"But being right, even morally right, isn't everything. It is also important to be competent, to be consistent, and to be knowledgeable. It's important for your soldiers and diplomats to speak the language of the people you want to influence. It's important to understand the ethnic and tribal divisions of the place you hope to assist."
Monday, January 10, 2011
The Zanzibar Chest Chronicles Continue
Again, my comments are in bold.
-Victorian England in the 19th century was preoccupied with news of the abolition of the Arab slave trade. They also followed closely David Livingstone’s Lake Tanganyika meeting with H.M. Stanley after Livingstone had gone missing.
These are two stories that I’d like to read more about. As Americans we know a lot (relatively speaking) about the slave trade to the US and Britain. However, I am woefully ignorant on the history of the Arab Slave Trade. The second story regarding this meeting and Livingstone’s adventures sound intriguing.
p.123 “Africa is the place of our lost hopes and our broken dreams. But I wouldn’t want to live anywhere else.” -Julian Ozanne of the Financial Times
Julian was one of the author’s main buddies.

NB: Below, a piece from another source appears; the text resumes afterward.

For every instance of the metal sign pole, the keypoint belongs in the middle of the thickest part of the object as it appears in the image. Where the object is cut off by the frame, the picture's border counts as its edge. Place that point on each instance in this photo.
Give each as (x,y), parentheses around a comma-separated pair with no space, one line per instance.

Some quick googling research turned up that he married Gillian Anderson (Scully of X-files) in 2004. And that he made a film about Brett Easton Ellis (one of my favorite authors)
p.124 “In 1989 people began to talk of Africa’s “second winds of change”—the first having been the independence from colonialism some three decades before.”
This timeline undercores the fact as to just how young most African nations are! Their development and growth is not something that can occur overnight…how was the United States doing in 1825? !
p.124-6 Good background information on Kenyan leader, President Daniel arap Moi. “Fear and hopelessness lay like a blanket of poisonous smog on Nairobi.” Compared to Nicolae Ceaus,
Hartley captures how this dictator literally overwhelmed and engulfed every part of life there in Nairobi.
p.127 Mentions Alice Lakwena’s Holy Spirit Movement in Uganda and how the state of things continued to deteriorate with Liberian president Samuel Doe being captured by rebel Prince Johnson who tortured and executed him on film.
The Holy Spirit Movement is not to be confused with the Lord’s Resistance Army (LRA) of Uganda led by madman and murderer Joseph Kony which is not to be confused with the evil FDLR (Democratic Forces for the Liberation of Rwanda). I confused them in a blog posting back in August on the mass rapes in the DRC:
If you want to see something disturbing check out the only known video interview that’s been done with Herr Kony: http://www.rocketboom.com/rb_06_aug_16/
“More often than not, Africans chose war rather than the ballot box to sweep away the old dictatorships.”
I would add that often enough, the United States or USSR funded that war. Case in point in the quote below.
“Ten thousand dollars and a satellite phone.” Marxist Congolese rebel leader Laurent-Desire Kabila response when asked what’s need to start a guerilla war.
This is a very revealing portion of the novel as the murky grey area between politics and criminal behavior is discussed.
“With that box of matches, with our necklace, we shall liberate this country.” –Winne Mandela
“Necklacing” was when the ANC rebels would soak a tire in gasoline, sling it around an enemies neck and light it on fire….wow, I was not aware of this. Again, the whole history there is an area that I am woefully ignorant. But it sure doesn’t sound they were messing around.
p.128 “The appetite grows as you eat” -Milla, Cameroon Striker after they beat Columbia in the World Cup quarter finals.
Hartley writes about after this happened at the start of the 90’s there was a feeling of hope in Africa. This was of course in direct conjunction with the end of the Cold War and the ‘superpower’s proxy wars” in Africa.
South Africa’s BOSS was their equivalent of our CIA.